While HIV is a terrible disease, made worse by senseless prejudices and lack of education, there are many other diseases that kill people, and that kill them just as horribly. I am not trying to downgrade the importance of fighting HIV, but I do think there are so many good causes that if everyone tried to do something about every cause we would all burn out.
I have friends who are HIV positive, but I have only known one person who died from AIDS. Thus, what concerns me personally most directly are diabetes, kidney failure, and the problems people with mental illness face, because this is what I live with day in and day out. Yes HIV is preventable, but so are other diseases such as malaria, which is the number two leading cause of death in Africa, after HIV/AIDS.

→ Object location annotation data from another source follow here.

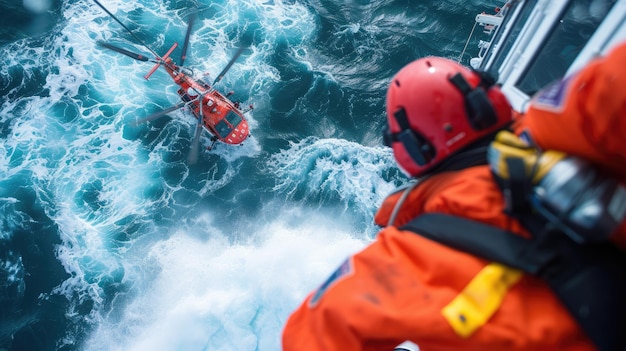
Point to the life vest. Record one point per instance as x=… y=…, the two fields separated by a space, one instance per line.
x=590 y=279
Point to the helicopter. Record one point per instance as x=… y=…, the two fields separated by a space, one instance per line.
x=214 y=111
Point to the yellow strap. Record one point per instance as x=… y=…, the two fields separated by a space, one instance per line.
x=480 y=299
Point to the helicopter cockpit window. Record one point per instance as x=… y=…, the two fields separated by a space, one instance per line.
x=222 y=128
x=233 y=118
x=567 y=38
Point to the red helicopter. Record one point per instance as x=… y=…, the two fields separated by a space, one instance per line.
x=215 y=113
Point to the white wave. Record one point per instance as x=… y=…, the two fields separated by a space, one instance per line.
x=318 y=167
x=212 y=295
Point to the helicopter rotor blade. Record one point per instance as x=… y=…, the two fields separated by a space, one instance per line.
x=126 y=28
x=194 y=153
x=159 y=114
x=122 y=51
x=229 y=65
x=183 y=55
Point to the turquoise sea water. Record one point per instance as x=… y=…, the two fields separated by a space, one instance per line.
x=110 y=241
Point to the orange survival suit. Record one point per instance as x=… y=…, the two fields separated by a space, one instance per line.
x=402 y=286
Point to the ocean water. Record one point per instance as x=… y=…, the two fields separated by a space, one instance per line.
x=109 y=240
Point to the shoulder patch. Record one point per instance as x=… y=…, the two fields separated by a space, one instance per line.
x=341 y=272
x=553 y=97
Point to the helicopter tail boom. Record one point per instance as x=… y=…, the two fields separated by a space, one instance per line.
x=161 y=60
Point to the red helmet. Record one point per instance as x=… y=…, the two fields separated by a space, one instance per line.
x=436 y=107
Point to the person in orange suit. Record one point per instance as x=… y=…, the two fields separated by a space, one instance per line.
x=442 y=119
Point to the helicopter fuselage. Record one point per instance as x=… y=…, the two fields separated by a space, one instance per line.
x=220 y=116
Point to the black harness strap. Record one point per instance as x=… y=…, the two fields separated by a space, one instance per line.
x=590 y=280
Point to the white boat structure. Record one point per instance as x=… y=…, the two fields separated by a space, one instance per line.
x=535 y=42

It is great that there are people focused on fighting HIV and the prejudices that surround it. However, those who fight to cure cancer, muscular dystrophy, child abuse, malaria, tuberculosis, and all the other many and varied ills of mankind do work that is just as valuable. Yes, the leading cause of death in developing countries is HIV, but other illnesses kill almost as many people, as follows:
HIV/AIDS – 2 678 000
Lower respiratory infections – 2 643 000
Ischaemic heart disease – 2 484 000
Diarrhoeal diseases – 1 793 000
Cerebrovascular disease – 1 381 000
Childhood diseases – 1 217 000
Malaria – 1 103 000
Tuberculosis – 1 021 000
Chronic obstructive pulmonary disease – 748 000
Measles – 674 000
In developed countries the ranking is different, but there are still some diseases that kill far more people:
Ischaemic heart disease – 3 512 000
Cerebrovascular disease – 3 346 000
Chronic obstructive pulmonary disease – 1 829 000
Lower respiratory infections – 1 180 000
Trachea/bronchus/lung cancers – 938 000
Road traffic accidents – 669 000
Stomach cancer – 657 000
Hypertensive heart disease – 635 000
Tuberculosis – 571 000
Self-inflicted – 499 000
Source
I suspect time and effort given towards any of these problems would not be wasted. I am not advocating giving up on having a local, national or global day, but I do think that no one disease should be highlighted. All of them are bad, especially any that affect young people. So, while I don’t pay much attention to HIV/AIDS Day, I do pay attention to some of the other days.